Jayne: Is now a good time to talk about U.S. mass shootings?

By Greg Jayne, Columbian Opinion Editor



Greg Jayne, Opinion page editor

How ’bout now? Is now a good time?

After all, it has been three weeks since a lunatic gunned down 58 people while shooting from a hotel room in Las Vegas. Three weeks since Democrats tweeted about gun control and Republicans tweeted about thoughts and prayers. Three weeks since White House press secretary Sarah Huckabee Sanders said, “There will certainly be a time for that policy discussion to take place, but that’s not the place that we’re in at this moment.”

So how ’bout now? Are we at that place yet? Is it time for a policy discussion about why the United States has an epidemic of mass shootings?

I’m guessing the answer from many people is “no.” If the murder of 20 school children and six adults at Sandy Hook in 2012 did not lead to substantive discussion, the odds are that nothing will. Think about that: This country saw 20 first-graders killed in their school and still could not muster the courage to have a debate about what causes such carnage. As a prominent statesman and amateur philosopher would say: Sad!

And so, the echoes of Las Vegas have subsided, already relegated to history and a status of infamy as the deadliest mass shooting in modern U.S. history.

Maybe this desire to ignore that situation is understandable. After all, President Trump has been busy tweeting about NFL players taking a knee and about tax reform and about what he did or did not say to a Gold Star widow. And when he isn’t sending out tweets, he’s busy golfing.

These things, apparently, are of the utmost importance. These things, apparently, deserve more of our attention than gun control or mental health care or a culture in which mass murder is regarded as the cost of freedom.

It is damning when the situation is best summed up by a headline in The Onion, which is, indeed, fake news: “No Way To Prevent This,’ Says Only Nation Where This Regularly Happens.” When a satirical news site distills the issue more succinctly than any of our leaders, we should feel ashamed.

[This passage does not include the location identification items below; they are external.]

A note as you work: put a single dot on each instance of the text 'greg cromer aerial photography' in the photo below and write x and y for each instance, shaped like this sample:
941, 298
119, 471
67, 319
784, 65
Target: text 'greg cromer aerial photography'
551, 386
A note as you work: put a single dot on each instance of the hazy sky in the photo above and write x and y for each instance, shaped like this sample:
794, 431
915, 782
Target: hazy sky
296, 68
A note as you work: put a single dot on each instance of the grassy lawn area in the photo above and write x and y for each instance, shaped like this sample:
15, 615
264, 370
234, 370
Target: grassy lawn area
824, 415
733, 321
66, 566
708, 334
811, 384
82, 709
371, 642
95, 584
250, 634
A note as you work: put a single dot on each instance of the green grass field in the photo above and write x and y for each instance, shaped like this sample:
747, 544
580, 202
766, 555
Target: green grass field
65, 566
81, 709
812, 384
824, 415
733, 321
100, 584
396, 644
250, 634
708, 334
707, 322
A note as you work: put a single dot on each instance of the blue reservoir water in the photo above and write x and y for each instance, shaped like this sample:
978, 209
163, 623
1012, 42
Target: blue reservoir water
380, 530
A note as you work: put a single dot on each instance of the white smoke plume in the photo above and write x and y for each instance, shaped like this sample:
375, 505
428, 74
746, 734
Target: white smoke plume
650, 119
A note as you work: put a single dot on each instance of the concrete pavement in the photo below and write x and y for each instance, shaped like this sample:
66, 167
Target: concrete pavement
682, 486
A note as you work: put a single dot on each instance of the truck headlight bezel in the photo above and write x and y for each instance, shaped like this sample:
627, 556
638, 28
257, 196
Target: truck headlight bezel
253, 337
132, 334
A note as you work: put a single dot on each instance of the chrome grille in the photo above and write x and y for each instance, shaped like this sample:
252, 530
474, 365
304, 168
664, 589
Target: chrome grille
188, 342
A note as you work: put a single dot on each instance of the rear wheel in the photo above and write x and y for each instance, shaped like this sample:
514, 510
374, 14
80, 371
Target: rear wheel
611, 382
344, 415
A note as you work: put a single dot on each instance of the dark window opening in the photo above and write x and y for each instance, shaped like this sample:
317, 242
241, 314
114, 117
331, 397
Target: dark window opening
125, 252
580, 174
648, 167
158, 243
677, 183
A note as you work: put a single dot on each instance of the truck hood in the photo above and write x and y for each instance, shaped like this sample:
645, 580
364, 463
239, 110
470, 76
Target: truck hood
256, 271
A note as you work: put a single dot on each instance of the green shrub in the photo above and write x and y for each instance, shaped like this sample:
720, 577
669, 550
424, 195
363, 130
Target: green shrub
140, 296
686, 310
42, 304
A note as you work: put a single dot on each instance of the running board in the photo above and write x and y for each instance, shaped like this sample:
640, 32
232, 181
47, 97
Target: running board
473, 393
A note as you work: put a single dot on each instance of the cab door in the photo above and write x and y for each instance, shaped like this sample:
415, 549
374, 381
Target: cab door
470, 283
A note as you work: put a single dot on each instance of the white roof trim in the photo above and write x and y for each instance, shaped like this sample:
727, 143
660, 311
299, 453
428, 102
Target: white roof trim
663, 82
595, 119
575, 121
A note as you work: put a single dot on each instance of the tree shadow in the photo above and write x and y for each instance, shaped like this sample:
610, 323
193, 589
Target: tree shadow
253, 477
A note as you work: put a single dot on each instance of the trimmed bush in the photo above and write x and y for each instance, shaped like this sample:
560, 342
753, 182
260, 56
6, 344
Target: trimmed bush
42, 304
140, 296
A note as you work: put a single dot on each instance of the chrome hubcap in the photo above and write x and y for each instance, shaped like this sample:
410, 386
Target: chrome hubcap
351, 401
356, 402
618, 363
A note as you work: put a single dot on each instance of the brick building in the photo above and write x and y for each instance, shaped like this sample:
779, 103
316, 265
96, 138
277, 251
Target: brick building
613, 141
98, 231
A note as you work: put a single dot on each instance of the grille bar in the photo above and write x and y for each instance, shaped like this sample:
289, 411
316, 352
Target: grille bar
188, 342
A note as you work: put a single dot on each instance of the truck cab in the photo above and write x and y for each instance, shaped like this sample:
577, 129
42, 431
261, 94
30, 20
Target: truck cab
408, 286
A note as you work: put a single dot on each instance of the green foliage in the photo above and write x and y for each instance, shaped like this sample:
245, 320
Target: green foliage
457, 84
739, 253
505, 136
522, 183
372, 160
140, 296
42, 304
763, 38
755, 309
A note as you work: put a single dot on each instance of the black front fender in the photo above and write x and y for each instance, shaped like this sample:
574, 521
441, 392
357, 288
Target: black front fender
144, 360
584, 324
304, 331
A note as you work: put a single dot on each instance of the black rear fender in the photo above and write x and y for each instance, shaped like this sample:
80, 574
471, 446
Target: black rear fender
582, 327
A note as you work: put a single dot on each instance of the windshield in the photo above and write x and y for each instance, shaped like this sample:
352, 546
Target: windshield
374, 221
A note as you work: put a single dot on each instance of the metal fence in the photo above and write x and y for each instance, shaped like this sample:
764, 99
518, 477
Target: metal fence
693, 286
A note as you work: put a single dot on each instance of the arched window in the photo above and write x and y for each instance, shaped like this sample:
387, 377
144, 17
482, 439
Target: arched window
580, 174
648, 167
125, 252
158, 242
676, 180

And there is much reason for shame. According to data compiled by The Guardian, in 2012 the United States had 29.7 gun homicides per 1 million people — by far the highest among developed nations. Canada had 5.1; Sweden had 4.1; Germany had 1.9. That doesn’t include the fact that nearly half the gun deaths in this country are suicides — or the perplexing fact that many Americans view all of this as acceptable.

Nukes don’t kill people

Of course, one argument against any form of gun control is that “guns don’t kill people; people kill people.” To borrow a trope from the internet, let’s turn that around. Why should the U.S. care if North Korea has nuclear weapons? After all, nukes don’t kill people; people kill people. Sounds absurd, right? It is.

Whether looking at data by country or data by state, there is clear evidence that more guns mean more gun deaths. There is a reason Alaska, Louisiana, Alabama and Mississippi have the highest rates of gun deaths among the states. And while Americans make up about 4.5 percent of the world’s population, we own roughly 42 percent of the world’s privately held firearms, according to Vox.com. Seems like a recipe for disaster, and this nation’s unwillingness to deal with it is an embarrassment.

Should the Second Amendment be repealed? Of course not. But it seems that reasonable steps can reduce the carnage while protecting gun rights. From 1994 to 2004, there was a ban on semi-automatic weapons; it probably is not a coincidence that mass shootings have increased since that ban was allowed to lapse. Other countries, notably Australia, have effectively reduced gun deaths. And the fact that Republicans in Congress have prevented the Centers for Disease Control and Prevention from studying gun violence is akin to saying lead in drinking water is not a big deal.

As we were reminded three weeks ago, the United States has a huge problem with gun violence. Now is the time to talk about it.